You can use portable::lib to push directories onto it:
use portable::lib '/var/lib/portable-libs';
Or you can manipulate @portable::INC directly; it's just an array of
strings. You should `use portable::lib` first though because portable::lib
will push some default directories onto @portable::INC before it loads.
Once you've set your search paths, you can load a library like this:
use portable::loader;
my $lib = portable::loader->load($libname);
portable::loader will search for "$libname.portable.pl",
"$libname.portable.json", "$libname.portable.toml", or "$libname.portable"
(which will be assumed to be TOML). Other formats can be supported through
plugins. (API will eventually be documented.)
It will be parsed, loaded, classes built, etc, and a string will be
returned which can be used
If more than one is found, only one will be loaded. The order in which
they are checked is currently not guaranteed, but the precedence of
directories in @portable::INC will be respected.

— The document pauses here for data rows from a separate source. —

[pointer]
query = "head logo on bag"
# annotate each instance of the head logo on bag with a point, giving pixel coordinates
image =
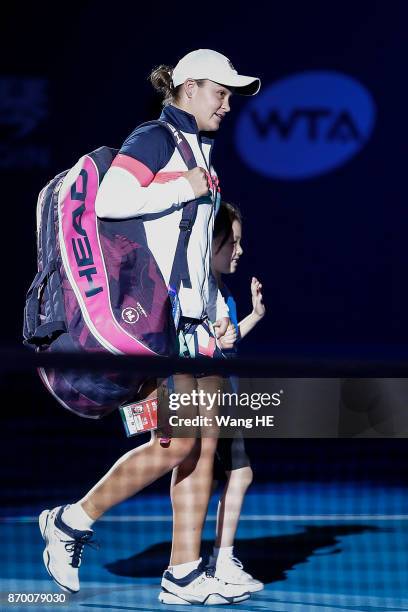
(93, 277)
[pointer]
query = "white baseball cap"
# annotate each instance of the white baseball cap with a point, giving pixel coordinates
(208, 64)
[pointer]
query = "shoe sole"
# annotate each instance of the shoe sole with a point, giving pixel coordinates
(43, 523)
(212, 600)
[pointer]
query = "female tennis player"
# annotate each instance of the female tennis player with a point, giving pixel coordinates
(149, 179)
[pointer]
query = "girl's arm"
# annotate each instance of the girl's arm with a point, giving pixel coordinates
(258, 309)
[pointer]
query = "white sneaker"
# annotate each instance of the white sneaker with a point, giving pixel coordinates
(63, 550)
(231, 570)
(199, 587)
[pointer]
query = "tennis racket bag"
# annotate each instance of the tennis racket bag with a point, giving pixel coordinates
(98, 288)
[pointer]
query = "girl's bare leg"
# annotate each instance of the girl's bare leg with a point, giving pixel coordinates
(230, 505)
(191, 485)
(140, 466)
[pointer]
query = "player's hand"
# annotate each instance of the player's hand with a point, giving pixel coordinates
(258, 307)
(198, 179)
(230, 337)
(221, 326)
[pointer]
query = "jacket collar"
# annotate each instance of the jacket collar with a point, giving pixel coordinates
(184, 121)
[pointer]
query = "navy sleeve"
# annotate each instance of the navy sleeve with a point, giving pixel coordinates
(152, 145)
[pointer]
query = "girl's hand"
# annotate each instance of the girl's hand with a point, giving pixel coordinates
(257, 299)
(230, 337)
(221, 326)
(197, 177)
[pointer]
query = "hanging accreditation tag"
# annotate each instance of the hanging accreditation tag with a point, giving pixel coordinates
(139, 416)
(175, 305)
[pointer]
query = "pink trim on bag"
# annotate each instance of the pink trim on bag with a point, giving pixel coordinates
(86, 263)
(143, 174)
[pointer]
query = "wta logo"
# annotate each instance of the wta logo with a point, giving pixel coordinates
(305, 125)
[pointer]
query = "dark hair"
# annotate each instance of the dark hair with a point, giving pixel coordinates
(161, 79)
(227, 214)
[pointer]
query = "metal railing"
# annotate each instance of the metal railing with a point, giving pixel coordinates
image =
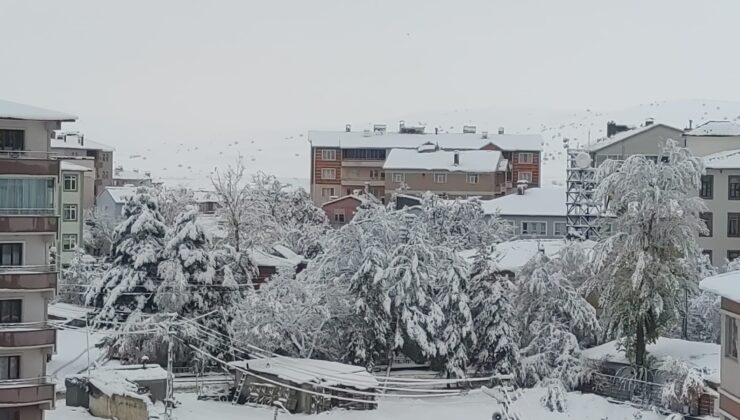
(46, 268)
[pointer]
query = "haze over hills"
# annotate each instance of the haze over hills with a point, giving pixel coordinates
(189, 157)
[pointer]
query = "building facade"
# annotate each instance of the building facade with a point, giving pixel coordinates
(343, 162)
(29, 229)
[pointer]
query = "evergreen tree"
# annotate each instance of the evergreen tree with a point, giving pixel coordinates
(494, 319)
(131, 281)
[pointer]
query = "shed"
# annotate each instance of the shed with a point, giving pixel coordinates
(297, 381)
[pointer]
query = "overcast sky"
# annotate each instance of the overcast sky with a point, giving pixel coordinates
(231, 66)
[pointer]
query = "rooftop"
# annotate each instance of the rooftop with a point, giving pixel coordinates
(468, 161)
(15, 111)
(716, 128)
(391, 140)
(545, 201)
(624, 135)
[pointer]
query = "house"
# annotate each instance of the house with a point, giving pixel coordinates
(727, 286)
(533, 212)
(72, 202)
(30, 179)
(615, 377)
(343, 161)
(469, 173)
(302, 384)
(620, 143)
(74, 145)
(122, 177)
(110, 202)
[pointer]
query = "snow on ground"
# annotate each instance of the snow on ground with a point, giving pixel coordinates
(476, 405)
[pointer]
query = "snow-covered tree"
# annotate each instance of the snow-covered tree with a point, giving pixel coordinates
(553, 317)
(131, 281)
(494, 317)
(644, 270)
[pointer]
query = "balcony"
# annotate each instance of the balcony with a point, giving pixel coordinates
(28, 277)
(22, 162)
(29, 334)
(28, 224)
(27, 392)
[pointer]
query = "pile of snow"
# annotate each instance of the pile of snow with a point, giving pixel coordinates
(310, 371)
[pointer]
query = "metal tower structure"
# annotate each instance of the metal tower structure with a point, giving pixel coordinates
(581, 210)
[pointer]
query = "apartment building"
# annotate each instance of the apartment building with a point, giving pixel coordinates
(29, 227)
(727, 286)
(345, 161)
(74, 145)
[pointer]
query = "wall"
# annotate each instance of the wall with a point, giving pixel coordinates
(720, 205)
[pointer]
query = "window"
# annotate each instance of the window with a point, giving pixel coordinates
(733, 184)
(10, 311)
(534, 228)
(440, 178)
(559, 229)
(9, 369)
(70, 182)
(707, 218)
(11, 139)
(328, 173)
(733, 225)
(526, 158)
(328, 154)
(707, 187)
(730, 337)
(69, 241)
(11, 254)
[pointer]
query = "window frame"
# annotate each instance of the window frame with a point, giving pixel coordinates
(74, 179)
(73, 208)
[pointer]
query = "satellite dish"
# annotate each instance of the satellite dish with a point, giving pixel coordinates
(583, 160)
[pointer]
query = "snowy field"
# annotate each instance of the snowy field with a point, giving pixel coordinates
(470, 407)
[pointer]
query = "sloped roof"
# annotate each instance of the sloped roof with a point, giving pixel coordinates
(15, 111)
(729, 159)
(450, 141)
(469, 160)
(716, 128)
(544, 201)
(624, 135)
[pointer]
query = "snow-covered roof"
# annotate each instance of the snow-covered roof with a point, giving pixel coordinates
(469, 161)
(729, 159)
(68, 166)
(120, 194)
(544, 201)
(310, 371)
(703, 356)
(16, 111)
(513, 255)
(73, 143)
(390, 140)
(716, 128)
(624, 135)
(726, 285)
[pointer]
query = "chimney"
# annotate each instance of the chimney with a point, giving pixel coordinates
(521, 186)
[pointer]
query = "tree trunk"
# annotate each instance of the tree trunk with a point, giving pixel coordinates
(640, 345)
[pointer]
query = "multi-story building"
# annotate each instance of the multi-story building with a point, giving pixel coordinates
(29, 228)
(727, 286)
(345, 161)
(71, 145)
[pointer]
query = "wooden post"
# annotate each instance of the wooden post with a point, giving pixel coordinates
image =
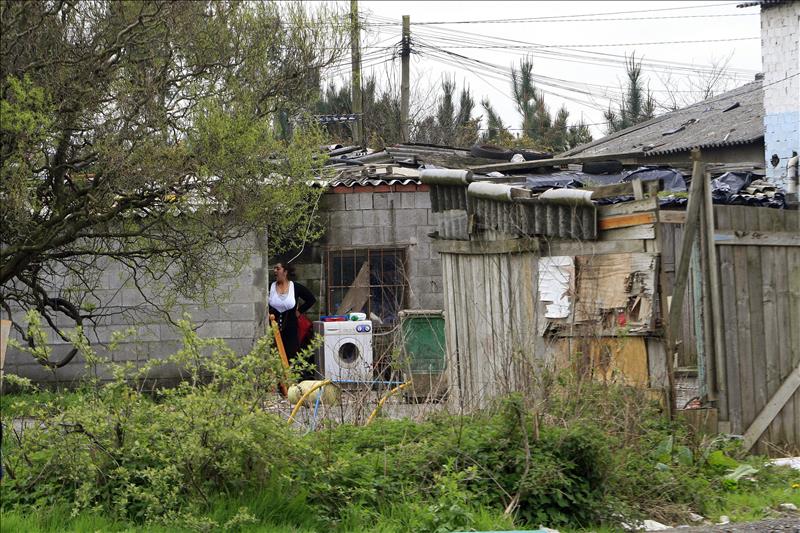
(682, 271)
(281, 350)
(5, 333)
(355, 62)
(405, 82)
(771, 410)
(720, 378)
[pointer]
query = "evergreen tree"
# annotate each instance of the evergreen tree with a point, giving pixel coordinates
(637, 104)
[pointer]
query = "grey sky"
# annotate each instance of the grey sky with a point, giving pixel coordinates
(578, 76)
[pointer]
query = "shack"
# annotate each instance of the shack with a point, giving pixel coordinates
(534, 280)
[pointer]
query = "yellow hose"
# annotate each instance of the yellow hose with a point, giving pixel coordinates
(303, 398)
(386, 397)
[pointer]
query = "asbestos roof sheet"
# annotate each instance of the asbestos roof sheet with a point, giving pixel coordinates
(765, 3)
(729, 119)
(371, 175)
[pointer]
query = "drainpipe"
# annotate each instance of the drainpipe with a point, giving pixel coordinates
(791, 180)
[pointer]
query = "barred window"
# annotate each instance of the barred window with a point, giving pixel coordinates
(367, 280)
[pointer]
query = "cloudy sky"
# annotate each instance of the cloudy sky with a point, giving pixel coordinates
(578, 48)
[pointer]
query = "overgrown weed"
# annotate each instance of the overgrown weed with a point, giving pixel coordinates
(205, 456)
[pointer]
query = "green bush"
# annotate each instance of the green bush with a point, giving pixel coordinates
(206, 456)
(132, 456)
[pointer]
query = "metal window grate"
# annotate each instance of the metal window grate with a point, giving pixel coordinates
(387, 285)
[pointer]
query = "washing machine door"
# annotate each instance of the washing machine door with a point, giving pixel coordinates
(348, 353)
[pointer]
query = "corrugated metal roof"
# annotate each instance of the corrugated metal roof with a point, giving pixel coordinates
(729, 119)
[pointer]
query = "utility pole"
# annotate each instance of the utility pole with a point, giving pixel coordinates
(355, 58)
(404, 83)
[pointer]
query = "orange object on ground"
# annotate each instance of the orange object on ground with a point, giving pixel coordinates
(281, 350)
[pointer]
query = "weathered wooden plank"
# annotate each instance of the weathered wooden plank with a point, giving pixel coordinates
(643, 231)
(561, 247)
(638, 190)
(672, 217)
(756, 319)
(729, 322)
(485, 247)
(771, 409)
(611, 191)
(627, 208)
(625, 221)
(619, 360)
(742, 325)
(772, 332)
(693, 211)
(554, 162)
(714, 314)
(793, 270)
(657, 363)
(756, 238)
(614, 283)
(782, 317)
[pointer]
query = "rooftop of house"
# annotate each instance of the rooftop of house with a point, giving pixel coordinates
(729, 119)
(763, 3)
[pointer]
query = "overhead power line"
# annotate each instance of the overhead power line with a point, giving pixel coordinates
(599, 45)
(573, 16)
(540, 21)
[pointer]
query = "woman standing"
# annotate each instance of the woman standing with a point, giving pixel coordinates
(284, 297)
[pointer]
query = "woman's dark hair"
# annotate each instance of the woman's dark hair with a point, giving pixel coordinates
(288, 267)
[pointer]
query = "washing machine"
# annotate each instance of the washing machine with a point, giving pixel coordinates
(346, 350)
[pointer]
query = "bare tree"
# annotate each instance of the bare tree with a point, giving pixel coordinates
(142, 135)
(680, 92)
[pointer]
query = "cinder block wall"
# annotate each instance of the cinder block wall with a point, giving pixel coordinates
(381, 216)
(780, 33)
(237, 317)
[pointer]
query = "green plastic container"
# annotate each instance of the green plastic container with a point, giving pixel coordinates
(423, 341)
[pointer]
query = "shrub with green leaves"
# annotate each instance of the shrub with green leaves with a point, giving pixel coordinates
(146, 458)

There are also `load_from_filename` and `load_from_hashref` methods if you
already know the exact filename you want to load, or already have a
hashref.
Using portable::alias
This:
use portable::alias "Foo";
Is roughly equivalent to this:
use portable::loader;
use constant "Foo" => portable::loader->load("Foo");
This:
use portable::alias "VeryLongName" => "ShortName";
Means this:
use constant "ShortName" => portable::loader->load("VeryLongName");
So you can do:
my $thing = Foo->new_someclass(%args);
The "constant" exported by portable::alias isn't really a constant though.
It accepts arguments. You can do:
my $thing = Foo("SomeClass")->new(%args);
my $type_constraint = Foo("SomeClass");
my $type_constraint = Foo("SomeRole");
Using portable::alias is a cleaner-looking alternative to using
portable::loader in a lot of cases.
Using a library
Use the factory returned by portable::loader to create objects, then use
the objects according to the library's documentation.
BUGS
Please report any bugs to
<http://rt.cpan.org/Dist/Display.html?Queue=portable-loader>.
SEE ALSO
MooX::Press, JSON::Eval, TOML, Type::Tiny, Moo, Moose.
AUTHOR
Toby Inkster <tobyink@cpan.org>.
COPYRIGHT AND LICENCE
This software is copyright (c) 2019 by Toby Inkster.
This is free software; you can redistribute it and/or modify it under the
same terms as the Perl 5 programming language system itself.
DISCLAIMER OF WARRANTIES
THIS PACKAGE IS PROVIDED "AS IS" AND WITHOUT ANY EXPRESS OR IMPLIED
WARRANTIES, INCLUDING, WITHOUT LIMITATION, THE IMPLIED WARRANTIES OF
MERCHANTIBILITY AND FITNESS FOR A PARTICULAR PURPOSE.